Functions

This page provides a detailed documentation of the CLARINET functions, defined under (runClarinet).

creating ECLG from BioRECIPE

runClarinet.create_eclg(interaction_filename, model_dict)[source]

This function creates the ECLG where a node is an event (e.g., biochemical interaction) and there is an edge between two nodes (two events) if they happen to occur in the same paper. The reading output file is in BioRECIPE format.

Parameters
  • interaction_filename (str) – The path of the reading output file (extracted events)

  • model_dict (dict) – Dictionary that holds critical information of each baseline model element

Returns

G – Event CoLlaboration Graph

Return type

Graph

creating ECLG from others

runClarinet.create_eclg_el(interaction_filename, model_dict)[source]

This function creates the ECLG where a node is an event (e.g., biochemical interaction) and there is an edge between two nodes (two events) if they happen to occur in the same paper. The reading output file header must contain the following fields: Element Name, Element Type, Element Identifier, PosReg Name/Type/ID, NegReg Name/Type/ID and Paper ID.

Parameters
  • interaction_filename (str) – The path of the reading output file (extracted events)

  • model_dict (dict) – Dictionary that holds critical information of each baseline model element

Returns

G – Event CoLlaboration Graph

Return type

Graph

assigning weights to nodes

runClarinet.node_weighting(G, freqTh, path)[source]

This function assigns weights to graph nodes using frequency class, and returns a new ECLG after removing less frequent nodes. In the meantime, ECLG nodes and their freqClass level, ECLG edges before and after the removal will be saved to specified directory.

Parameters
  • G (undirected graph) – Event CoLlaboration Graph

  • freqTh (int) – Frequency class threshold value, events (nodes) having FC greater than this value will be removed

  • path (str) – The output directory where the genereted files will be saved

Returns

G – a new ECLG after the removal of less frequent nodes

Return type

undirected graph

assigning weights to edges

runClarinet.edge_weighting(G, path, weightMethod)[source]
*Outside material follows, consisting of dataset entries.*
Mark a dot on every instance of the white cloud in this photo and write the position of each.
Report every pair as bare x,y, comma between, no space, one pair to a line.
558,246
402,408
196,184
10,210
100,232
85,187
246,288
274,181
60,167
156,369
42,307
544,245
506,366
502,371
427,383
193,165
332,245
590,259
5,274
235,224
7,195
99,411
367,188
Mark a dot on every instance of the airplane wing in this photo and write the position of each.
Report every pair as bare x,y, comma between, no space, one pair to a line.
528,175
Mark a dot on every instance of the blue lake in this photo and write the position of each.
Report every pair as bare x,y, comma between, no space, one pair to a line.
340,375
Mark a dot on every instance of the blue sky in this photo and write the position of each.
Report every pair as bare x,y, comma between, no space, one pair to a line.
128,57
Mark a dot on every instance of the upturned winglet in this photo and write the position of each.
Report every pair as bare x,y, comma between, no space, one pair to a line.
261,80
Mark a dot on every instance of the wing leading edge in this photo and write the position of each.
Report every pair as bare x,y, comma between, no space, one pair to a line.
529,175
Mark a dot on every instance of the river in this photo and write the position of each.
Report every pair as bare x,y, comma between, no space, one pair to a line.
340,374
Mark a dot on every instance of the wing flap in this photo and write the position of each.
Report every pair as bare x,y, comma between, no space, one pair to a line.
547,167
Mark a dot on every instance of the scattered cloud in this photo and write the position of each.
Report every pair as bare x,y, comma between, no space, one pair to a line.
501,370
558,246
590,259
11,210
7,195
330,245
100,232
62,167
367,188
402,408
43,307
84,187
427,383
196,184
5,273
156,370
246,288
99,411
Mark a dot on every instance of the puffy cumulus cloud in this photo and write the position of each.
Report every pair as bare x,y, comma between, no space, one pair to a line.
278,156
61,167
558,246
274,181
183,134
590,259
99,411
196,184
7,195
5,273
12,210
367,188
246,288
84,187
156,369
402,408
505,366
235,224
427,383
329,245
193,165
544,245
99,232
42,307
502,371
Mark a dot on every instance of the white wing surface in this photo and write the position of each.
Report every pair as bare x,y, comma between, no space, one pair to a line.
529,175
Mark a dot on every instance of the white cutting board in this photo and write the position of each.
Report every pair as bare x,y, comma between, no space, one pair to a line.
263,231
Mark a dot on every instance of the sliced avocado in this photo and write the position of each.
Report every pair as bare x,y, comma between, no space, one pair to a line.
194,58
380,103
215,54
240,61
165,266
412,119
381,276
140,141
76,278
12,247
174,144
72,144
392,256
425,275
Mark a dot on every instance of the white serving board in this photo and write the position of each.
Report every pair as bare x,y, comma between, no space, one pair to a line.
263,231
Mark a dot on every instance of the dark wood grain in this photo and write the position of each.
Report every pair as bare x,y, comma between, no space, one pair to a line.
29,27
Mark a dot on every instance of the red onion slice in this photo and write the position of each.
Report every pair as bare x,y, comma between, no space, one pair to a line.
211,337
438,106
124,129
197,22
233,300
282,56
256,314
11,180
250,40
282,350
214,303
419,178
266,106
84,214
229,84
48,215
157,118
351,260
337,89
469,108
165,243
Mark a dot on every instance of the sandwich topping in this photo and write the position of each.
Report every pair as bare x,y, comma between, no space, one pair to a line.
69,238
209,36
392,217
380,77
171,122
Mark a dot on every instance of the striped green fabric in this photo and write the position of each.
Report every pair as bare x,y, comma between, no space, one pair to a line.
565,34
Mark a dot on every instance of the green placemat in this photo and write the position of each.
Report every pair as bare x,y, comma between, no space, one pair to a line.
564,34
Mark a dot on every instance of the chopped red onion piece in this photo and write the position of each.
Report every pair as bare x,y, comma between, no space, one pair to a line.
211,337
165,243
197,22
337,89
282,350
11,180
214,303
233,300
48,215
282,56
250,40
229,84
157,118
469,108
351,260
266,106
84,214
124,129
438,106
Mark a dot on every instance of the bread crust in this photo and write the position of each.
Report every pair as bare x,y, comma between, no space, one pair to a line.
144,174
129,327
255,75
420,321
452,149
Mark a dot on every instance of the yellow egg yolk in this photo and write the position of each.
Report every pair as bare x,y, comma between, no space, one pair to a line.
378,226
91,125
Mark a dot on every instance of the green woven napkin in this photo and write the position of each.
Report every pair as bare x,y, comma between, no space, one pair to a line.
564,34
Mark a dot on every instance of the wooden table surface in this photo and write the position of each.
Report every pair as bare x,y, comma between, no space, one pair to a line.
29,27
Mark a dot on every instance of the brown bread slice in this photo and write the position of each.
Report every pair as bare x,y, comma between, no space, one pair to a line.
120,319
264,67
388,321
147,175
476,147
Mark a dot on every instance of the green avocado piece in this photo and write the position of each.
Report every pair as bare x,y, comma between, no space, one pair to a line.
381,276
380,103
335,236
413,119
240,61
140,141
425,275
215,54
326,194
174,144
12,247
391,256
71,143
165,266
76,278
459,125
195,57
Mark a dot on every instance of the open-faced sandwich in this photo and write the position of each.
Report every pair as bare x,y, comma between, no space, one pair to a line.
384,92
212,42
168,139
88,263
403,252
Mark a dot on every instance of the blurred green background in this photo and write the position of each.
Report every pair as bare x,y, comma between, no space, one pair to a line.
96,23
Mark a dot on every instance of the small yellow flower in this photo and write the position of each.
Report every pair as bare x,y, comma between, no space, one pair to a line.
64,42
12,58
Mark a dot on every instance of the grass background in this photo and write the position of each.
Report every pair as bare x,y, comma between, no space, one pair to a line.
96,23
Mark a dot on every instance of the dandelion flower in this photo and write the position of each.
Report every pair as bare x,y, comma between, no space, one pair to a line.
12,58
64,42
This function assigns weights to graph edges using frequency class (FC) or inverse frequency formula (IF), and returns a weighted ECLG. In the meantime, ECLG edges and their weights will be saved to specified directory.

Parameters
  • G (undirected graph) – Event CoLlaboration Graph

  • path (str) – The output directory where the genereted files will be saved

  • weightMethod (str) – ‘FC’ or ‘IF’

Returns

G – ECLG after assigning weights to edges

Return type

undirected graph

clustering ECLG

runClarinet.clustering(G, path)[source]

This function implements three things: (1) clusters the ECLG using the community detection algorithm by Blondel et al., and returns a pickle file containing grouped (clustered) extensions, specified as nested lists. Each group starts with an integer, followed by interactions specified as [regulator element, regulated element, Interaction type: Activation (+) or Inhibition (-)]; (2) displays the cluster result; (3) saves each cluster in a separate file, in both uninterpreted (under GeneratedClusters/) and interpreted manners (under InterpretedClusters/).

Parameters
  • G (undirected graph) – Event CoLlaboration Graph

  • path (str) – The output directory where the genereted files will be saved

getting cluster information

runClarinet.get_cluster_info(generated_clu_path, LSS_file, output_path)[source]

This function returns some basic information about each of these generated clusters as a DataFrame object, as well as saves it as .csv file Information includes Cluster_index, Nodes, Edges, Density, AvgPathLength, Coeff, LSS, NodesX, EdgesX, DensityX, AvgPathLength, CoeffX, FreqClass, node_perc.

Parameters
  • generated_clu_path (str) – The directory that contains the genereted clusters

  • LSS_file (str) – The path of LSS_file, containing ECLG edges and their weights, generated in edge_weighting()

  • output_path (str) – The output directory where ClusterInfoFile.csv will be saved

Returns

cluster_df – DataFrame that contains information for each generated cluster

Return type

pandas.DataFrame()

merging clusters

runClarinet.merge_clusters(regulators, path, ReturnTh)[source]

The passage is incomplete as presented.